The Quebec Liberals were never going to reign forever, the natural flip was inevitable.  That said, this "change" is very much a paper tiger, a precarious mandate that will blunt a sizable lurch.  Charest lost his seat, further he has lost the confidence of the electorate, the Quebec Liberals need some fresh faces to appear a viable option again.  The good news, the Liberals remain a large presence, the road back less daunting that could otherwise be expected.  As well, federalist forces dwarfed the separatist options, this result is anything but a alarming result for Canadian unity.  You could well posit the PQ's unyielding commitment to a referendum nobody wants is what prevented a much larger victory, as well as more pronounced defeat for the Charest Liberals.

Obviously, any PQ government is not "good news" in the wider sense.  However, under the circumstances, with an eye to historical context, the nature of government, the ebb and flow under the guise of "change", last night represents a fairly solid result for the Canadian federation.   There will be plenty of bluster and provocation from the PQ, but little in the way of concrete erosion under this current configuration.

2 comments:

Jerry Prager said...

considering Charest is a Mulroney conservative, it never was much of a liberal party, kind of like the feds, always a conservative party, always with a corporatist agenda.
A provincial NDP will eliminate the PQ next time around.
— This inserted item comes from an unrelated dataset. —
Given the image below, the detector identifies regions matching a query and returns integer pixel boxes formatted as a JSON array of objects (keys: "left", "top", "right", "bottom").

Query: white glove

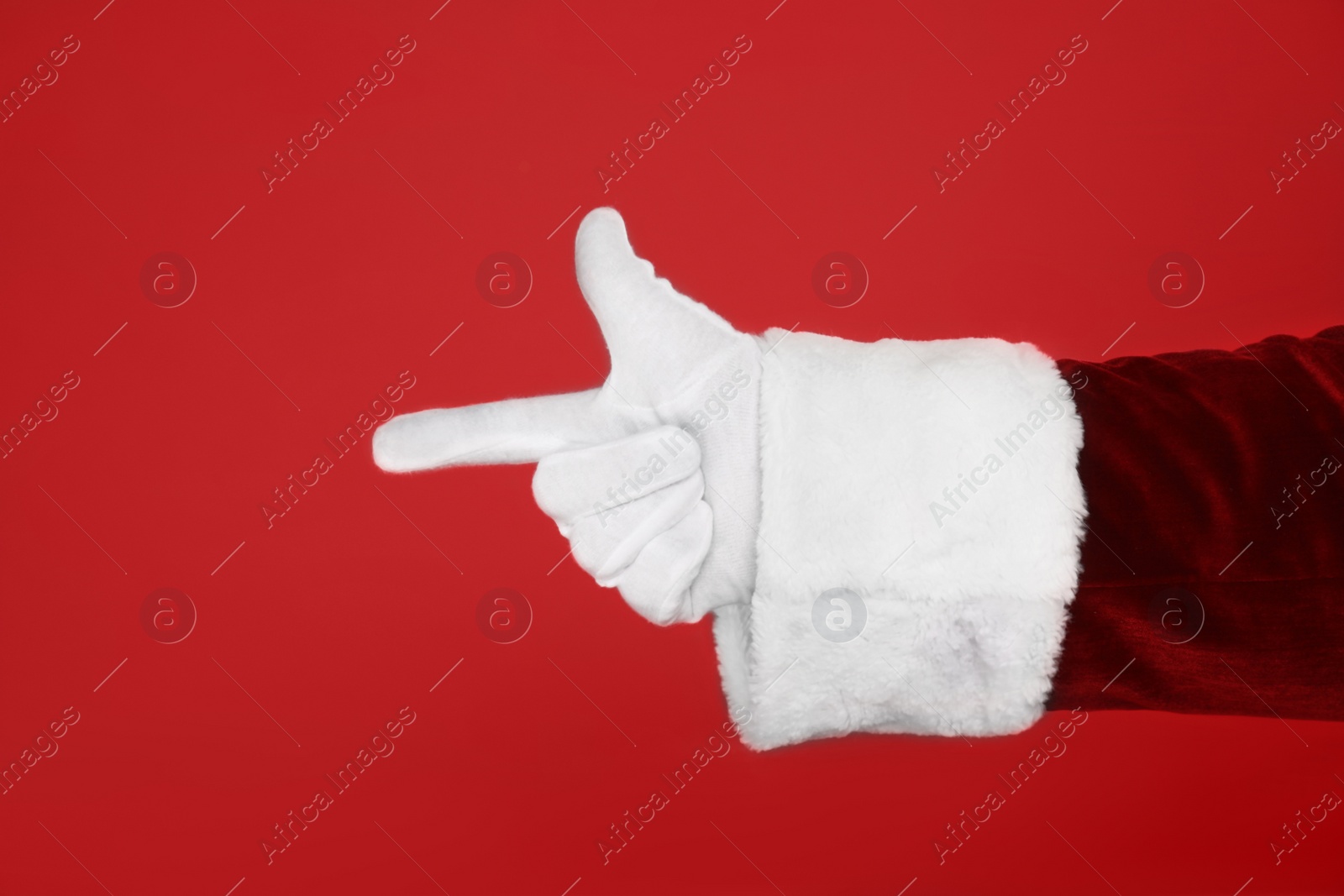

Social democracy without the sovereignty
baggage.

weeble said...

Charest was always moderate during the Mulroney era, at odds with what BM was doing.
I doubt he would fit within the current Tory element, interesting to see where his next moves will take him.
With a 70% turnout it bodes well for Quebec in its attempts to reassert its federal influence. Our current government has snubbed its nose at QC...at their peril in my view. Always an opening for a new Liberal party to rebuild using a national Quebec as its core..even as a westerner I would much prefer that to a Calgary (AB) based party.